Description
The FormData
constructor, as defined in the XHR spec, takes two optional parameters: the first of type HTMLFormElement
, and the second of type HTMLElement
. These are DOM APIs, which server-side runtimes don't support.
The way I see it, if any of these arguments is passed (and it's anything other than undefined
), this indicates a bug in user code. For example, the code in question could be isomorphic code using DOM APIs through a library such as jsdom or deno-dom, and the developer mistakenly used those objects with the runtime's FormData
implementation. TypeScript might not catch that, since it could be set up to use the browser's type definitions rather than the runtime's.
In the runtimes I've tested:
- Node.js and Deno throw if the first argument is not
undefined
, but they ignore the second argument. - Cloudflare Workers /
workerd
, Bun and WinterJS ignore both arguments.

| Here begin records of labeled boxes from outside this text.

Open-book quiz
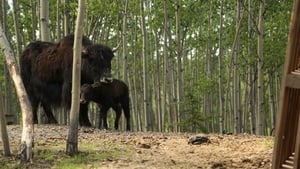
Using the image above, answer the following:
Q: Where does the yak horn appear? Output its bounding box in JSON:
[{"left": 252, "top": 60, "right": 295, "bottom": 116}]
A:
[{"left": 112, "top": 41, "right": 121, "bottom": 53}]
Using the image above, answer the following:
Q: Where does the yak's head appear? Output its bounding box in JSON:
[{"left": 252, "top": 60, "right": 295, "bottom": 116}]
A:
[{"left": 82, "top": 44, "right": 114, "bottom": 83}]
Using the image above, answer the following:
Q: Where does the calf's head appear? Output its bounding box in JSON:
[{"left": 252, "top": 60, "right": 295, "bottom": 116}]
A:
[{"left": 82, "top": 44, "right": 114, "bottom": 83}]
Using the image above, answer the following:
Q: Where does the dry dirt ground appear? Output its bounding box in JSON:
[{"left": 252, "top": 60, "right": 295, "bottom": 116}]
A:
[{"left": 0, "top": 125, "right": 274, "bottom": 169}]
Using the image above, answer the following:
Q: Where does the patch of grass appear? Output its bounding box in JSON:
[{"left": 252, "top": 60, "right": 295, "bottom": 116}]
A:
[
  {"left": 0, "top": 140, "right": 134, "bottom": 169},
  {"left": 35, "top": 142, "right": 132, "bottom": 169}
]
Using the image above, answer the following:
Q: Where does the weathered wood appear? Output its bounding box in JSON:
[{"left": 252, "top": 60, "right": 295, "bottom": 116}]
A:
[
  {"left": 66, "top": 0, "right": 85, "bottom": 156},
  {"left": 272, "top": 0, "right": 300, "bottom": 169},
  {"left": 0, "top": 23, "right": 33, "bottom": 163}
]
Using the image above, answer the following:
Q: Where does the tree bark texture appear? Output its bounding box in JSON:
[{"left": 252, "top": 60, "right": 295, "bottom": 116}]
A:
[
  {"left": 66, "top": 0, "right": 85, "bottom": 156},
  {"left": 0, "top": 24, "right": 34, "bottom": 163}
]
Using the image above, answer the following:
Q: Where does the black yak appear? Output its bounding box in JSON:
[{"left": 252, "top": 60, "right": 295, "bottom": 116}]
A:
[
  {"left": 20, "top": 35, "right": 114, "bottom": 126},
  {"left": 80, "top": 79, "right": 130, "bottom": 131}
]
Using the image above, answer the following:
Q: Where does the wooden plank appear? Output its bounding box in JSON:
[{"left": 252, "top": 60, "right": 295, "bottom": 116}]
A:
[
  {"left": 272, "top": 0, "right": 300, "bottom": 169},
  {"left": 294, "top": 115, "right": 300, "bottom": 169}
]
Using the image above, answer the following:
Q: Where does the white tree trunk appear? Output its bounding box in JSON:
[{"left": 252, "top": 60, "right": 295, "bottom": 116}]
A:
[
  {"left": 0, "top": 26, "right": 34, "bottom": 163},
  {"left": 256, "top": 0, "right": 265, "bottom": 135},
  {"left": 66, "top": 0, "right": 85, "bottom": 155},
  {"left": 40, "top": 0, "right": 50, "bottom": 42},
  {"left": 0, "top": 86, "right": 10, "bottom": 156}
]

No runtimes seem to check the second argument. Specifying Node.js and Deno's behavior might be fine, since in browsers the second argument does nothing if the first one is undefined
, and the first argument is already checked. But the WebIDL implementation in browsers does check that the second argument is a valid HTMLElement
regardless of whether the first one is undefined
, so maybe we should be consistent with that. This would also let us specify this by just saying what happens with unsupported WebIDL types, which is something that might also apply to other APIs in the future.